Full Text and I18n Demo
The following is the complete text/i18n demo from the Sifr repository:
from sifr.encoding import ascii, decode, encode, latin1, replace_decode_handler
from sifr.encoding import DecodeError, EncodeError
from sifr.i18n import (
Bundle,
LocaleId,
NumberFormatter,
Translator,
bundle_from_mo_bytes,
translator,
)
from sifr.io import TextFileHandle, open_text
from sifr.os import remove_file
from sifr.unicode import NFC, category, graphemes, normalize, words
from sifr.unicode import UnicodeDataError
def collect_demo_checks() -> list[bool]:
checks: list[bool] = []
# Non-UTF-8 byte/text boundaries are explicit.
try:
latin_bytes: bytes = encode("caf\u00e9", latin1())
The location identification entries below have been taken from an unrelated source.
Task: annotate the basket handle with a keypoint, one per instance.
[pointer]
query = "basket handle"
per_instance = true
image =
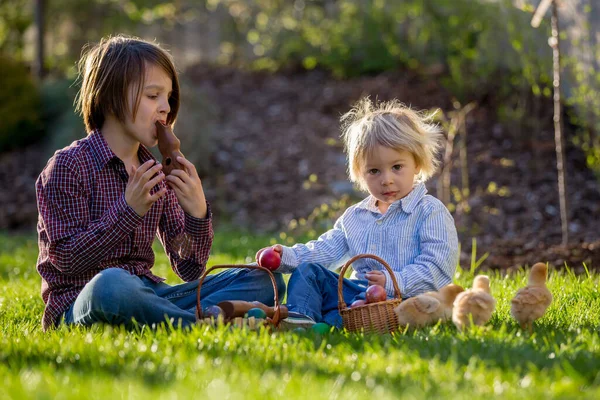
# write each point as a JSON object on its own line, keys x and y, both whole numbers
{"x": 341, "y": 303}
{"x": 277, "y": 314}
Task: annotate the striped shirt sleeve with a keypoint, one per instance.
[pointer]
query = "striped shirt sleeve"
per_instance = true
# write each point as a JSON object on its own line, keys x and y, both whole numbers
{"x": 436, "y": 263}
{"x": 328, "y": 250}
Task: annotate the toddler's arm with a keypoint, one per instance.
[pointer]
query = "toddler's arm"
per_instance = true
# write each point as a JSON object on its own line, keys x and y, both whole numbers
{"x": 329, "y": 248}
{"x": 435, "y": 265}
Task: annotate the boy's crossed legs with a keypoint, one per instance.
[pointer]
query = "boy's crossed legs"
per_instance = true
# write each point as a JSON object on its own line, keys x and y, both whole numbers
{"x": 313, "y": 291}
{"x": 116, "y": 297}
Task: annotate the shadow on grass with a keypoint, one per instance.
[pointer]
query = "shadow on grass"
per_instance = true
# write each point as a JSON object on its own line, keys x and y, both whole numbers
{"x": 505, "y": 347}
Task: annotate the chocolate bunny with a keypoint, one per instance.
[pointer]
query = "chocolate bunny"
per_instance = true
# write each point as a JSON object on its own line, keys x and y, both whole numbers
{"x": 169, "y": 146}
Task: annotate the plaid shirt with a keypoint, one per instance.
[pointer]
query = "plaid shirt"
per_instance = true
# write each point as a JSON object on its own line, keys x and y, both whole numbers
{"x": 85, "y": 225}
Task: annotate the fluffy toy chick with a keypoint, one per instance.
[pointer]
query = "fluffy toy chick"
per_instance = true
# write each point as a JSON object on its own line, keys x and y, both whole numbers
{"x": 427, "y": 308}
{"x": 475, "y": 304}
{"x": 531, "y": 302}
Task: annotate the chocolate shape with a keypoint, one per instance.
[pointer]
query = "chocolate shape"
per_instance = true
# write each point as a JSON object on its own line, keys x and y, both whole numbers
{"x": 169, "y": 147}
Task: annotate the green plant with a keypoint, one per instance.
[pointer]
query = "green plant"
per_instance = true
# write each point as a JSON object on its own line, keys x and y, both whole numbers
{"x": 19, "y": 106}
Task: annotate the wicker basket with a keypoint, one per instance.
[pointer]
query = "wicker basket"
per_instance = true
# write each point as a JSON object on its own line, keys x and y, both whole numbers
{"x": 374, "y": 317}
{"x": 251, "y": 322}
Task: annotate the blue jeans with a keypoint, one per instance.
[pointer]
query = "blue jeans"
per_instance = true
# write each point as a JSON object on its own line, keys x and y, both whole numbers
{"x": 313, "y": 291}
{"x": 116, "y": 297}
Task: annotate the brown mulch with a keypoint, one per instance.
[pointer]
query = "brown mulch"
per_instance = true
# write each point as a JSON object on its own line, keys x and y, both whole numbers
{"x": 269, "y": 133}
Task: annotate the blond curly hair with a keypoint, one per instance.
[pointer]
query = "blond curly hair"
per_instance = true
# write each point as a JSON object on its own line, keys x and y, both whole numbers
{"x": 391, "y": 124}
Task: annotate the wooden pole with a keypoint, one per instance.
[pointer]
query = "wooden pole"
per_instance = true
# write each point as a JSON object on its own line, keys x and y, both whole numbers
{"x": 38, "y": 66}
{"x": 558, "y": 136}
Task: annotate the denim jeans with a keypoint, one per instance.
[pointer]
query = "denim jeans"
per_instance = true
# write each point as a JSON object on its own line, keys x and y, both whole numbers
{"x": 116, "y": 297}
{"x": 313, "y": 291}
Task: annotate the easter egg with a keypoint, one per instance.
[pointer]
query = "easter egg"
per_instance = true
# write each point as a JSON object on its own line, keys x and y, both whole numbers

checks.append(latin_bytes == b"caf\xe9")
except EncodeError as e:
_ = e.message
checks.append(False)
try:
latin_text: str = decode(b"caf\xe9", latin1())
checks.append(latin_text == "caf\u00e9")
except DecodeError as e:
_ = e.message
checks.append(False)
try:
recovered_text: str = decode(b"\xffA", ascii(), replace_decode_handler())
checks.append(recovered_text == "\ufffdA")
except DecodeError as e:
_ = e.message
checks.append(False)
# Text I/O uses the same explicit encoding substrate.
path: str = "/tmp/sifr_text_i18n_demo_latin1.txt"
try:
writer: TextFileHandle = open_text(path, "w", encoding=latin1())
_written: None = writer.write("caf\u00e9")
writer.close()
reader: TextFileHandle = open_text(path, "r", encoding=latin1())
text: str = reader.read()
reader.close()
_removed: None = remove_file(path)
checks.append(text == "caf\u00e9")
except IOError as e:
_ = e.message
checks.append(False)
# Unicode core and segmentation APIs use Unicode 17.0.0 data.
try:
composed: str = normalize(NFC, "e\u0301")
clusters: list[str] = graphemes("a\u0301b")
tokens: list[str] = words("Hi, \u03ba\u03cc\u03c3\u03bc\u03b5!")
letter_category: str = category("A")
checks.append(composed == "\u00e9")
checks.append(letter_category == "Lu")
checks.append(len(clusters) == 2)
checks.append(len(tokens) == 2)
except UnicodeDataError as e:
_ = e.message
checks.append(False)
# Locale-sensitive formatting is object-scoped.
try:
formatter: NumberFormatter = NumberFormatter(LocaleId("en-US"))
formatted: str = formatter.format("12345")
checks.append(len(formatted) > 0)
except Error as e:
_ = e.message
checks.append(False)
# Translation bundles use explicit fallbacks and plural lookup.
try:
primary: Bundle = bundle_from_mo_bytes(primary_catalog_bytes())
fallback: Bundle = bundle_from_mo_bytes(fallback_catalog_bytes())
tx: Translator = translator(primary).with_fallback(fallback)
hello: str = tx.translate("hello")
files: str = tx.translate_plural("file", "files", 2)
backup: str = tx.translate("backup")
checks.append(hello == "bonjour")
checks.append(files == "fichiers")
checks.append(backup == "secours")
except Error as e:
_ = e.message
checks.append(False)
return checks
What Is Not in This Release
The following CPython-shaped names are intentionally absent and raise diagnostics if imported:
| Rejected import | Use instead |
|---|
codecs, sifr.codecs | sifr.encoding |
encodings, sifr.encodings | sifr.encoding |
unicodedata, sifr.unicodedata | sifr.unicode |
locale, sifr.locale | sifr.i18n |
gettext, sifr.gettext | sifr.i18n |
These adapters may be reviewed for future phases, but any future compatibility wrappers must wrap the native Sifr substrate without process-global mutation.